The project has been operational from October 1988–92. It was based partly in Monkey Bay, partly in Mangochi, as the research was to be conducted in the south-east arm of Lake Malawi, the Upper Shire river and in Lake Malombe, which harbour the most productive chambo fishing grounds in Malawi.
In the light of the Government policy to fully exploit the economic potential of the fish resources of Malawi's lakes in order to enhance the nutritional status of the population, a major immediate objective of the project was to carry out research to enable the government by the end of the project to establish a suitable management strategy for the chambo fisheries in the project's working area. However due to the complexity of the fisheries and their multispecies character, it was necessary to also take account of other major stocks involved, although the biological investigations concentrated on the three chambo species found in Malawi.

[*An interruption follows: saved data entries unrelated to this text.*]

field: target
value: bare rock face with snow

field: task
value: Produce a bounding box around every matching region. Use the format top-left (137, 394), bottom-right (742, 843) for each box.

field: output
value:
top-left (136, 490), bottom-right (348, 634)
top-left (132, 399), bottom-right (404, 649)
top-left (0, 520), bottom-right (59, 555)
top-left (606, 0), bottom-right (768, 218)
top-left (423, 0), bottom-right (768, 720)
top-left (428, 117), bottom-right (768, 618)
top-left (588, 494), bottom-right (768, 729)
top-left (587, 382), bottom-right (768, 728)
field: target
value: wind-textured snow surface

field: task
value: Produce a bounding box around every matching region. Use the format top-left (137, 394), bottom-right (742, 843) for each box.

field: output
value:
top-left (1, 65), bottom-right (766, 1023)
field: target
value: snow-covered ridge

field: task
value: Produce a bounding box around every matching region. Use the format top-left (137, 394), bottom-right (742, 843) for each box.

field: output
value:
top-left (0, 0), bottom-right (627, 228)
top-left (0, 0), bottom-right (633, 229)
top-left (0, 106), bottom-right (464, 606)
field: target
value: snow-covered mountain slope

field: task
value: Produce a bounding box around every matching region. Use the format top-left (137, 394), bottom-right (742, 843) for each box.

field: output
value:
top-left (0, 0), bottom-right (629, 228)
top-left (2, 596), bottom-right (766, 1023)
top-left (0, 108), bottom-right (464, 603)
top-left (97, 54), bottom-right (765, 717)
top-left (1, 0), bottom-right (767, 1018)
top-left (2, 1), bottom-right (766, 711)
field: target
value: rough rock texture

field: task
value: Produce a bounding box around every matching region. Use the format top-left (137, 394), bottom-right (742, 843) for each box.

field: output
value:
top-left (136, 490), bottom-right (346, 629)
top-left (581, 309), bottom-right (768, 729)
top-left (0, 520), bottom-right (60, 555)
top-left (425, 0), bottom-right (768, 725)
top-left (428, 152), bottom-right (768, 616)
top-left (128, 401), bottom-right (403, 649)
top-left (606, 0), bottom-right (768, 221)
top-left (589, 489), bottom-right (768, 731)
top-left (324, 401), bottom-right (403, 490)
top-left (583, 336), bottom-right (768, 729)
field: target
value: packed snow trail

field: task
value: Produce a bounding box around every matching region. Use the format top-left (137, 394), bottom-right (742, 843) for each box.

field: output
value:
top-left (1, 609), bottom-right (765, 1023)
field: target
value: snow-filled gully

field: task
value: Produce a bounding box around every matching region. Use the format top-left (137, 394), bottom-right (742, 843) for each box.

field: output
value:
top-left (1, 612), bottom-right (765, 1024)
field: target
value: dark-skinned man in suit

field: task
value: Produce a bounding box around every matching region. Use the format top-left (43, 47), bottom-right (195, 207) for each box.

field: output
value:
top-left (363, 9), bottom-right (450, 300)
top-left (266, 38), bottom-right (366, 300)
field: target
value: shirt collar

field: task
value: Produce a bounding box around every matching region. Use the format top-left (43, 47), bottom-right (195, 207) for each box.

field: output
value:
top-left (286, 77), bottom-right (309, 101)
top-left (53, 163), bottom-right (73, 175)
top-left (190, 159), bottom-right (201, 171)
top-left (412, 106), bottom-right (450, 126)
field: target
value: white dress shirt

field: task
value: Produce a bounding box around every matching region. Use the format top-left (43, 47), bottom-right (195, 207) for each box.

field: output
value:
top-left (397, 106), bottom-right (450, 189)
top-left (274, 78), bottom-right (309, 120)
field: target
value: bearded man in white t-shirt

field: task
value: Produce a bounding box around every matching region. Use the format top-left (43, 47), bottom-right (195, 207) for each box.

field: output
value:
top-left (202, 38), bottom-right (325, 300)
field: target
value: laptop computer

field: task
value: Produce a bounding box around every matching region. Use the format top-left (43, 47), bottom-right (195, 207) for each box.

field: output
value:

In order to provide a sound basis for management decision-making activities were undertaken in: fisheries statistics as a result of which the government accepted to change the data-collection system from a boat-based to a more reliable gear-based system; stock assessment of the chambo and other fish resources; chambo biology and taxonomy; socio-economic aspects of the chambo exploiting fisheries and the marketing of fish in the project's area. Detailed results have been laid down in a series of twenty-five Field Documents (see annex 2).